There was a new course of study offered the pupils this year. It was called the Cookery Course and was elective, not required. Lydia turned her small nose up at it. She was a good cook, without study, she told herself. But Miss Towne thought differently. She called Lydia into her room one day, early in the term. "Lydia, why don't you take the Cooking Course?"
"I can cook, Miss Towne. I do all our cooking and Daddy says I'm fine at it."
"I know, my dear, but there are other things connected with the Course that you need."
"What things?" asked Lydia, a trine obstinately.
"That's what I want you to find out for yourself. Come, Lydia, take my word for it. It's only two hours a week and no outside study required. If after a term of it, you still think it's useless, why drop it."
So behold Lydia entered in the Cooking Course which was not popular. The mothers of the majority of the girls did not, they said, send their daughters to school to be taught kitchen service.

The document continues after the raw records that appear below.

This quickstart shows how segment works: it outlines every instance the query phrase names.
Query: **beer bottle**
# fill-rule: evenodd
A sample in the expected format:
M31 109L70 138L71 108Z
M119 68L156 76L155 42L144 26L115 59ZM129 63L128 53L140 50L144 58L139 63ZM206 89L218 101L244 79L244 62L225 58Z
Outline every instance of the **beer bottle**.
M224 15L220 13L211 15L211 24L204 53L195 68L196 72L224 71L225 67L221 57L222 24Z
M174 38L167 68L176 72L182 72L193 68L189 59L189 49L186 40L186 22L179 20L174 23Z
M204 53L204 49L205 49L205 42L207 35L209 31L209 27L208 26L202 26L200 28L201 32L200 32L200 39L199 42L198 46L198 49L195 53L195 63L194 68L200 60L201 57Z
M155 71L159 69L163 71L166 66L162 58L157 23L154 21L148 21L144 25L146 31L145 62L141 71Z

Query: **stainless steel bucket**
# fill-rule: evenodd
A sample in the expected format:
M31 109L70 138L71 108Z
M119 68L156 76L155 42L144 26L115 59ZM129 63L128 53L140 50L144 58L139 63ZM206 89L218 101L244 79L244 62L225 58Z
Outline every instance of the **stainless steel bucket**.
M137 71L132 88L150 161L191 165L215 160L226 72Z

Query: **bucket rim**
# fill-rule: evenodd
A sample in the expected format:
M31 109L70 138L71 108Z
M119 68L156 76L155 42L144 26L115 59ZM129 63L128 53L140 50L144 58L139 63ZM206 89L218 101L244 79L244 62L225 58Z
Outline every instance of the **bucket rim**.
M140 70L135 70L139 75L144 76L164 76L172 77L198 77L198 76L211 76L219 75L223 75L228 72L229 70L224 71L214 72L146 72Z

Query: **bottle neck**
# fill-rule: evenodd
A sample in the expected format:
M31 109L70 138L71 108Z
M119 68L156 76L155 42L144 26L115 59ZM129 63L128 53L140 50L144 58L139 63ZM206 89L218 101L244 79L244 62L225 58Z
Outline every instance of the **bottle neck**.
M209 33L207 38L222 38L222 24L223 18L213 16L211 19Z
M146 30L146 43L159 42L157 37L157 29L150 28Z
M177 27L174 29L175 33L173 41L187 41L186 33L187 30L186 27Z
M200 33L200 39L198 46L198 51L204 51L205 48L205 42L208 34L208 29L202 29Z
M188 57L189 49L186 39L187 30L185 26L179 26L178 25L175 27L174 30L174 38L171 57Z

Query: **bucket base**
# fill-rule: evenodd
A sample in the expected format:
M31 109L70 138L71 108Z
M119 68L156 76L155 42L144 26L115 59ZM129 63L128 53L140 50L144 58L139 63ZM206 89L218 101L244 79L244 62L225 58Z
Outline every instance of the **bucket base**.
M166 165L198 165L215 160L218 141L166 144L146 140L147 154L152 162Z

But by the efforts of Miss Towne and one or two other teachers, a dozen children ranging in age from fourteen to eighteen, with Lydia as the infant of the class, were enticed into the bright model kitchen in the basement.
It was not long after this that Lydia said to her father, one evening,
"Daddy, I've got to have twenty-five cents."
Amos looked up from his newspaper. "What for, Lydia? A quarter's a good deal of money. Takes me pretty near two hours to earn it."
"I know it," answered Lydia, wincing, "but I've got to buy a nail file. You ought to see my hands compared with the other girls. And you ought to see dirty finger nails under the microscope. The cooking school teacher showed us before we made bread, today."